If you post something on Wikipedia it remains yours but you've given
the world
a licence to do whatever the creative commons lincence and/or GNU docs
licence
allows them to do.
Which (I think) means that they can print it off in a book (as long as
there's
an appropriate attribuiton).
I'm not that bothered so I've not read the licences in detail (but I
would if
I were going to copy articles wholesale and sell them ...). In
general, if you
write something on Wikipedia it looks like you're trying to make it
available
to the world, so it's no big surprise to me that someone has done that.
That said, if I bought a book that turned out to be a reprint of one
of more
Wikipedia articles and it wasn't pretty clear up front that that was
going to
be the case, I'd certainly be miffed.

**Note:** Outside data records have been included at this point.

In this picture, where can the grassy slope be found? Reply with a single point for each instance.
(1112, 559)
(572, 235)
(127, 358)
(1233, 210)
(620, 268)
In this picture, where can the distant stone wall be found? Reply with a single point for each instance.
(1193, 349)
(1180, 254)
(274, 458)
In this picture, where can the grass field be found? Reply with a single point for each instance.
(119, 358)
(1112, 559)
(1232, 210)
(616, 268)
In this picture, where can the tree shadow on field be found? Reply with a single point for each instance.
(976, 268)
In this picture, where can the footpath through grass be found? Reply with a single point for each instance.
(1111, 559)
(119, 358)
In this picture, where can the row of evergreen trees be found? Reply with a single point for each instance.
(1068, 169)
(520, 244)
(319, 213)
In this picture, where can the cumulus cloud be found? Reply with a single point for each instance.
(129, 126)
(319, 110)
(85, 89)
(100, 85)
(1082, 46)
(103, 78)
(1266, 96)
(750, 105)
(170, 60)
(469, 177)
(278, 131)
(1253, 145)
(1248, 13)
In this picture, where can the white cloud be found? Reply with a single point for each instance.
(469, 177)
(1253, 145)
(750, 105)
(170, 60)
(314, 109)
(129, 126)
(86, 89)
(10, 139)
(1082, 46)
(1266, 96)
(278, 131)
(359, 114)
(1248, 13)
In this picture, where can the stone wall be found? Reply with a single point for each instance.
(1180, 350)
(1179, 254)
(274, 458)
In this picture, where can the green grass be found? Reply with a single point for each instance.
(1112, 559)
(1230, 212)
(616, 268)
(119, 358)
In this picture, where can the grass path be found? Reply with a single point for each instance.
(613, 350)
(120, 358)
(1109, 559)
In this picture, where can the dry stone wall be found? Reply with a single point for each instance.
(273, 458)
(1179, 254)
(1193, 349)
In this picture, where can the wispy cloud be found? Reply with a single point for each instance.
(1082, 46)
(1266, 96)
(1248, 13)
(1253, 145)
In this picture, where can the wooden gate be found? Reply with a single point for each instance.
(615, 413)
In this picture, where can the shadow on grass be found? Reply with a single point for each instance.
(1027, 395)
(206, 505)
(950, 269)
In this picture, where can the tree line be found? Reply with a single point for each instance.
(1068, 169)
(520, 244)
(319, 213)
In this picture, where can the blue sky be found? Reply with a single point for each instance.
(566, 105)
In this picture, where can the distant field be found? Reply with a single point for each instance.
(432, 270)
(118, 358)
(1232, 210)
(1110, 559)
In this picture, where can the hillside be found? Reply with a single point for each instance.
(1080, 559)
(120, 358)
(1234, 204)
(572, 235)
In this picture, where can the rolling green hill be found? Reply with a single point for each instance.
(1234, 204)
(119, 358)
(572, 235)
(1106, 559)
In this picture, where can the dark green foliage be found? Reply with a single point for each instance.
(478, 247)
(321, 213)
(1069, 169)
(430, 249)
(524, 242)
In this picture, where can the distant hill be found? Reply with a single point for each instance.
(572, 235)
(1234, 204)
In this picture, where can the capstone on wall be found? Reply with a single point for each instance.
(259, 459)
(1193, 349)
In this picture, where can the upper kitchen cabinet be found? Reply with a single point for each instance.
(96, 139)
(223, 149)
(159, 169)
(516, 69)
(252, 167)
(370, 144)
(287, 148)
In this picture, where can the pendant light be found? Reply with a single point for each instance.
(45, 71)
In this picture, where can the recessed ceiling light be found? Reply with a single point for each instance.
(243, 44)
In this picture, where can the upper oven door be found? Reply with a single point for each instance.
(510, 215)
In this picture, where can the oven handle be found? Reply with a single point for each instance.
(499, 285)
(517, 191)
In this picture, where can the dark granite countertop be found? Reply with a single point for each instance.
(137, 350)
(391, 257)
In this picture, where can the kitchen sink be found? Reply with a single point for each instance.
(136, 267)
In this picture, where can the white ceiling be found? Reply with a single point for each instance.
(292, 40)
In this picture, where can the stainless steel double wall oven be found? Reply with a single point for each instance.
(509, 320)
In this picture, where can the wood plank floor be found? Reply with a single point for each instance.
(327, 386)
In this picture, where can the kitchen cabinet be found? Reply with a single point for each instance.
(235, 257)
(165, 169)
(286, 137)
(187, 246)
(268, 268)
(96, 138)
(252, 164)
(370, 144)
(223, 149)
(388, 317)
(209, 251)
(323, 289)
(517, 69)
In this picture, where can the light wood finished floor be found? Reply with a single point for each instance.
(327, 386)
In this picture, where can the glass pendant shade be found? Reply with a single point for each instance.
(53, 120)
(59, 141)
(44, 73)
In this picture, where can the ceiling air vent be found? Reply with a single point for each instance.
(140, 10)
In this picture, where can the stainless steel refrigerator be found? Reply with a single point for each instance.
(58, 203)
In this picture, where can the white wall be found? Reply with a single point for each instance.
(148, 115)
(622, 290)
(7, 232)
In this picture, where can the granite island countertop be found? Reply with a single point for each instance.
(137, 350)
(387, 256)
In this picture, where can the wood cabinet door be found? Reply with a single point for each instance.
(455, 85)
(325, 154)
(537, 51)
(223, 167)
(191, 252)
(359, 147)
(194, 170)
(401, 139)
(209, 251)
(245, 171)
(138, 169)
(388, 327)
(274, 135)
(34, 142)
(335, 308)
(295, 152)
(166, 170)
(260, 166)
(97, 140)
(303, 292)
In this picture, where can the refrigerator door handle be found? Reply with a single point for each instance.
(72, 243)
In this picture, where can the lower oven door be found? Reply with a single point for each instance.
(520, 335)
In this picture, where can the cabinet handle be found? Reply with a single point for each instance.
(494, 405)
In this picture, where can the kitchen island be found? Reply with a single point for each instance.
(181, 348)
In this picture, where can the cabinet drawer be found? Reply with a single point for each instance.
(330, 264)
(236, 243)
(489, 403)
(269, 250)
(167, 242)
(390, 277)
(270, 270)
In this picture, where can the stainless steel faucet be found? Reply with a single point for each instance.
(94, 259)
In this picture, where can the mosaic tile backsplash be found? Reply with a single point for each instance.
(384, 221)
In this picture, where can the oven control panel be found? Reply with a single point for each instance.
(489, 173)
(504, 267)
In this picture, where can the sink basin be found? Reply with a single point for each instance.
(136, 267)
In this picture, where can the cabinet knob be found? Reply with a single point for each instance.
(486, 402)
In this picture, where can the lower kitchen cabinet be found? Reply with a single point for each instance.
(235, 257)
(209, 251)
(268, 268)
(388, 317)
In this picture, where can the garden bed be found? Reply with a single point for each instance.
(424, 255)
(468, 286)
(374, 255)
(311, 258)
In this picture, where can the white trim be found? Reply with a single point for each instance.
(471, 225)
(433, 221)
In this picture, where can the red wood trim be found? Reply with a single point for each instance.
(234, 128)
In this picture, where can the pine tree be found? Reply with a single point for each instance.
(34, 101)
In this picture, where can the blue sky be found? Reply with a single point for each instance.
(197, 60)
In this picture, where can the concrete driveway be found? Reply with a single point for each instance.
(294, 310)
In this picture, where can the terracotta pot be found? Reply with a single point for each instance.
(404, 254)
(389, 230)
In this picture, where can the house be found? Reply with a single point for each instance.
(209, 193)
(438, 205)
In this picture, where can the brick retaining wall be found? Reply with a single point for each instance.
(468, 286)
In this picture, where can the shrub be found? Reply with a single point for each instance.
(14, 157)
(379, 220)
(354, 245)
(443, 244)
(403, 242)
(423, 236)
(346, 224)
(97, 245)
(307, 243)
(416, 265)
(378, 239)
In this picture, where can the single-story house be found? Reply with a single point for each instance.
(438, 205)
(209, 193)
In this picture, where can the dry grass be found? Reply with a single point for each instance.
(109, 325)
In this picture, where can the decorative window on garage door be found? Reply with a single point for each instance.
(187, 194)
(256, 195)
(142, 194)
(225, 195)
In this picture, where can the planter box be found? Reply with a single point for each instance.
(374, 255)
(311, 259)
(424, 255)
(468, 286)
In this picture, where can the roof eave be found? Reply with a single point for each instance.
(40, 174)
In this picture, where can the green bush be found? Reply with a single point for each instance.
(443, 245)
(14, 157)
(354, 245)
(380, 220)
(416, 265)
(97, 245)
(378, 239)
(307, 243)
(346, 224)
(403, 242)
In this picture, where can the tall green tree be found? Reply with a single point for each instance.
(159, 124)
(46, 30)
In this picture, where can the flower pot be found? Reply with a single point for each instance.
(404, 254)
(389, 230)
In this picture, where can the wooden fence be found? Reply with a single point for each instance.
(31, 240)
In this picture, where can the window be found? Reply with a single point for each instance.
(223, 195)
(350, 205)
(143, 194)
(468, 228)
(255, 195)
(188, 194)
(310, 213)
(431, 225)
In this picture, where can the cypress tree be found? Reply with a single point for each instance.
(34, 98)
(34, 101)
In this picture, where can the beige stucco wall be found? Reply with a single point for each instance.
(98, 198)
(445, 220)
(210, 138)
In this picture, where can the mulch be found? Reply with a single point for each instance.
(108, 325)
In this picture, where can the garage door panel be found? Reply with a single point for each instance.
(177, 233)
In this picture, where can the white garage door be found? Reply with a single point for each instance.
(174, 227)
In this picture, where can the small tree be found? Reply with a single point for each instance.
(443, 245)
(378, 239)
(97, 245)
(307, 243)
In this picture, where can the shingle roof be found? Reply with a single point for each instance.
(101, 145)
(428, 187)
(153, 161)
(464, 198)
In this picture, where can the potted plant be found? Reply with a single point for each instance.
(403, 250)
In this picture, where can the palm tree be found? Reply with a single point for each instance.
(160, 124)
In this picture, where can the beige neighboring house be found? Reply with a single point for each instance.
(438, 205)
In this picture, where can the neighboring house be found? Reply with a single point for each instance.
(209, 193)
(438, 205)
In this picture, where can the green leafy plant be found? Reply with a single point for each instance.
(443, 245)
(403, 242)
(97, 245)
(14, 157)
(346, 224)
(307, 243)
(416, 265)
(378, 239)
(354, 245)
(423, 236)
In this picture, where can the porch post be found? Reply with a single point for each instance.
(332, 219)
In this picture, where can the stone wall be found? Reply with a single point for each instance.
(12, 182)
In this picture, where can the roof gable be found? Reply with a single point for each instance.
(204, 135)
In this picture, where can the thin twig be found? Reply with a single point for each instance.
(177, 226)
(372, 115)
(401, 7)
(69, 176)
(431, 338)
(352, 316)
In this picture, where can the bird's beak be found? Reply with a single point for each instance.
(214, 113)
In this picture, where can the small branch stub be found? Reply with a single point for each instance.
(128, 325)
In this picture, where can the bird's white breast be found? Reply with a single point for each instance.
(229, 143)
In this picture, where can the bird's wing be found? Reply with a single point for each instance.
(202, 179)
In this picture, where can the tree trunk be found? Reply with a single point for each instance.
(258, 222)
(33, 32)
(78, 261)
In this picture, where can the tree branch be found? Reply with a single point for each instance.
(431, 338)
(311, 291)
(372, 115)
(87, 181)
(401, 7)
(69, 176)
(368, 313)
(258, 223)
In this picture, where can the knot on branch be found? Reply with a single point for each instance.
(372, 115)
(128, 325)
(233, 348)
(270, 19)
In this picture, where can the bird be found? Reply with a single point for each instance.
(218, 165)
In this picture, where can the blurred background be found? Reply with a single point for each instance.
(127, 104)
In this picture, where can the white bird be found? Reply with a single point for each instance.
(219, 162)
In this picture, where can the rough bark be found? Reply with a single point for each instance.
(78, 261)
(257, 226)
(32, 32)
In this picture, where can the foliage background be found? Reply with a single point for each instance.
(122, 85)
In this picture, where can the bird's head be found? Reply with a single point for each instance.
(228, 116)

But if I were the author of all
(or some)
of any of those articles, I don't think I'd be justified in
complaining much.
If one does a search on amazon for "Betascript" (the publishers), you
get back 116,000 results on everything from navy ships to game shows to
"open theism". Everything is 'edited' by the same 3 people.
They're not exactly trying to hide what they're doing, but I'd still
call it sleazy, especially when you look at the prices.
How they manage to make, for example, "USS Dempsey" into 96 pages when
the wikipedia entry is maybe 2 pages is another question.
There's also "Alphascript" Publishing, with 67,000 results, and again 3
'editors', but different names.
I haven't checked for Deltascript or Gammascript.